なんかちょっと寂しいというか、ヘコむというか……。
「キルアは何でハンターになりたいの?」
「あ、うん、僕もききたいな」
「は?オレ?…別にハンターになんかなりたくないよ。ものすごい難関だって言われてるから面白そうだと思っただけさ。でも拍子抜けした。ぜーんぜんつまんねーし」
「………。」
「…そうなんだ……;」
さすが天才は違いますね…;ジャズもそう言いそうだなぁ…。
「ゴンは?」
「オレの親父がハンターをやってるんだ。親父みたいなハンターになるのが目標だよ」
「へぇー、立派だなぁゴンは」
「なんだよゼロ、それじゃオレ立派じゃないみたいに聞こえるけど?」
「そりゃあキルアみたいなお子様に"暇つぶし"みたいな言われ方されちゃねー。どう聞いてもお兄さんには立派な志望動機には聞こえませんでしたよ?」
「あはは」
「ちぇ。…どんなハンター?親父って」
「わからない!」
「へっ?」
予想外の答えをゴンが元気いっぱいに言うもんだから、思わず僕は目が点になった。
「あははっ!お前それ変じゃん!!」
「そお?オレ、生まれてすぐおばさんの家で育てられたから親父は写真でしか知らないんだ。
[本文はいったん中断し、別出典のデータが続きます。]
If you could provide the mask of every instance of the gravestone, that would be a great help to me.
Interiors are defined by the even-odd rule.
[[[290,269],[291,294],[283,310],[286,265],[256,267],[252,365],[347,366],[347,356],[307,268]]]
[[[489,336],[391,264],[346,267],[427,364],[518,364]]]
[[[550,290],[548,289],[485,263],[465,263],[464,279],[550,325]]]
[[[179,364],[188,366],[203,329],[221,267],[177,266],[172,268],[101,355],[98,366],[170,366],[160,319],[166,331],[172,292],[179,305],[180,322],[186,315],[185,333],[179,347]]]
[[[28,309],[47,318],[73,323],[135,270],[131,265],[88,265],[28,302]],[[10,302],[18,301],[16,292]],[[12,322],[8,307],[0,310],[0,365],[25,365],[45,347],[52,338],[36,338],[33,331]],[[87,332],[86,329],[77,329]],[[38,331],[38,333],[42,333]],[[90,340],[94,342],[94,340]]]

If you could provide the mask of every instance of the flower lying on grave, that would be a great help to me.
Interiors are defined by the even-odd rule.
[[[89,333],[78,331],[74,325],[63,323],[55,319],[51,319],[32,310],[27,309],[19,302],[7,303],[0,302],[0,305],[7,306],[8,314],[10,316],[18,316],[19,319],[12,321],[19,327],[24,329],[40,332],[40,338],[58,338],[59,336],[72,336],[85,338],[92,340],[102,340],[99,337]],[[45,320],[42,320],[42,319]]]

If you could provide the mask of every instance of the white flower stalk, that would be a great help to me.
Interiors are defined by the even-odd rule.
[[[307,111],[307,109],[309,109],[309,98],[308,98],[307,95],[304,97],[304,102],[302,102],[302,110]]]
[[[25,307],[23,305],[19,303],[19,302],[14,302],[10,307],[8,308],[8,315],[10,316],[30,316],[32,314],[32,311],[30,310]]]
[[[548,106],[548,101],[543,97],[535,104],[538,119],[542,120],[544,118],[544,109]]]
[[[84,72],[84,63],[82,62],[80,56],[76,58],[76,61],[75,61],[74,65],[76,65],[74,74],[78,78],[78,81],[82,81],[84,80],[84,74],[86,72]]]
でも何年か前、カイトって言う人に出会って親父のこと色々教えてもらえた。」
「へぇ…じゃあ会ったことはないんだ…」
「うん。カイトは自分のことみたく自慢気に、とてもうれしそうに話してくれた。それを見て思ったんだ。オレも親父みたいなハンターになりたいって」
すごくまっすぐな目で言う子だなって思った。誰かに似てるなって…。
できたらいつまでも、ずっとそのままでいて欲しいな。
これからどんな暗い、闇の世界を見ることになっても。まっすぐ、光のように…。
「「ゼロは?」」
「えっ!?;」
今度は突然僕に向かって振られて、あせった。
「『えっ!?』じゃねーよ!ゼロがハンター試験受けた理由はって聞いてんの!」
「あっ; あぁ…そっか; 僕もゴンみたいなカッコいい理由はないよ。
僕の相棒がプロハンターで、ハンターライセンスを持ってて。見ててすごく便利なんだよね。
相棒の手伝いで仕事をするときもライセンスがあるだけで信用度も全然違うし。
まぁ、その分変な連中に狙われたりもするみたいだけど…だから、欲しいんだ。あれ」
あははっと恥ずかしそうに笑って見せた。嘘は言ってない。―――――重要なことを省いただけ。
「「ふーん」」
「でもキルアよりは立派でしょ?」
「あっ!ヒデッ!どっこいだよ!!」
「あれでキルアとどっこいならちょっと傷つくよ…」
「あははは」
「見ろ!」
「出口だ!!」
そうして話してるうちに、いつの間にか目の前に光が見えた。